Salesforce Data Migration Challenges: 7 Failures & Fixes

Salesforce Data Migration Challenges: 7 Failures & Fixes

Content

Written by: Doug Camplejohn, CEO & Co-Founder, Coffee

Key Takeaways

  • Poor source data quality, field mapping mismatches, and broken record relationships remain the top three causes of Salesforce migration overruns in 2026.
  • Bulk API governor limits, delta migration gaps, and automation conflicts create mid-load failures that are expensive to reconcile.
  • Post-migration sync drift and incomplete sandbox testing often surface only after go-live, which can double remediation costs.
  • Each of the seven documented failures has a sandbox-tested mitigation, yet these fixes add cost, time, and coordination overhead.
  • Coffee removes the need for a full migration by deploying an autonomous agent that maintains data quality and relationships in your existing Salesforce org, so you can get started with Coffee instead of planning a cutover.

Challenge 1: Poor Source Data Quality

Problem: Dirty source data forces a binary choice at cutover, either extend the timeline to clean records or migrate corrupt data and absorb downstream costs.

Real-world symptom: Duplicate accounts, missing phone fields, and inconsistent country codes appear only after the first production load, which stops the project mid-wave.

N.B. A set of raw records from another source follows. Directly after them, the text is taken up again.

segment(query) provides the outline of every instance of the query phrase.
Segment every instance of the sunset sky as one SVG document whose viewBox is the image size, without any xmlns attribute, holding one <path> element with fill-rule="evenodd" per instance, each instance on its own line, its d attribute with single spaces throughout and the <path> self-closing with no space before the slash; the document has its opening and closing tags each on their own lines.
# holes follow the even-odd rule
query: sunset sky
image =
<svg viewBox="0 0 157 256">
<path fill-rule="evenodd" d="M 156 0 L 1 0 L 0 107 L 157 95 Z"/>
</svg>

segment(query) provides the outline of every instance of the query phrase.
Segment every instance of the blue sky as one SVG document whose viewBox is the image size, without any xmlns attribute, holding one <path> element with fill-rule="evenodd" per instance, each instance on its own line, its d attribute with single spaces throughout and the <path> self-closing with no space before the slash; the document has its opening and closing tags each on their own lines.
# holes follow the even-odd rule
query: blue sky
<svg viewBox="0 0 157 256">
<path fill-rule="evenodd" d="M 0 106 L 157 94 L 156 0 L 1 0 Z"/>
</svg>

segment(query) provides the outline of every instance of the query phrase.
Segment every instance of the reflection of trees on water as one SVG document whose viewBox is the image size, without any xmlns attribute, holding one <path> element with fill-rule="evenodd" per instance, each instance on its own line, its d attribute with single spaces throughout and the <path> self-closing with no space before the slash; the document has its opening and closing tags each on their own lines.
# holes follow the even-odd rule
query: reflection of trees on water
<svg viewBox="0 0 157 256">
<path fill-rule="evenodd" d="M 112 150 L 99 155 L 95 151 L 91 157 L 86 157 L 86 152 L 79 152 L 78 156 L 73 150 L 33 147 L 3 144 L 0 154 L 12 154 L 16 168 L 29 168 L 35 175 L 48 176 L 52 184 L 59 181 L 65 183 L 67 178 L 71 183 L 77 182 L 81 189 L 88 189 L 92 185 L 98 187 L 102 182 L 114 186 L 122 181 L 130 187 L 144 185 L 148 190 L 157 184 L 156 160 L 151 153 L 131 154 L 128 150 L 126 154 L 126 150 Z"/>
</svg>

Sandbox-tested fix: Apply the 1-10-100 rule. Fixing a data quality issue at entry costs $1, at migration costs $10, and post-migration costs $100. Run a full deduplication and field-completeness audit in sandbox before any production load. Pre-migration data quality work usually costs about one-third of post-migration cleanup, so deferral becomes the more expensive path.

Coffee tie-in: With Coffee’s Companion App, contacts auto-create and enrich from emails, calendars, and transcripts. Records enter Salesforce clean from day one, which removes the root cause of dirty source data before it builds up.

Challenge 2: Complex Field Mapping and Format Mismatches

Even when you clean the source data, the migration can still fail if field formats do not align between systems.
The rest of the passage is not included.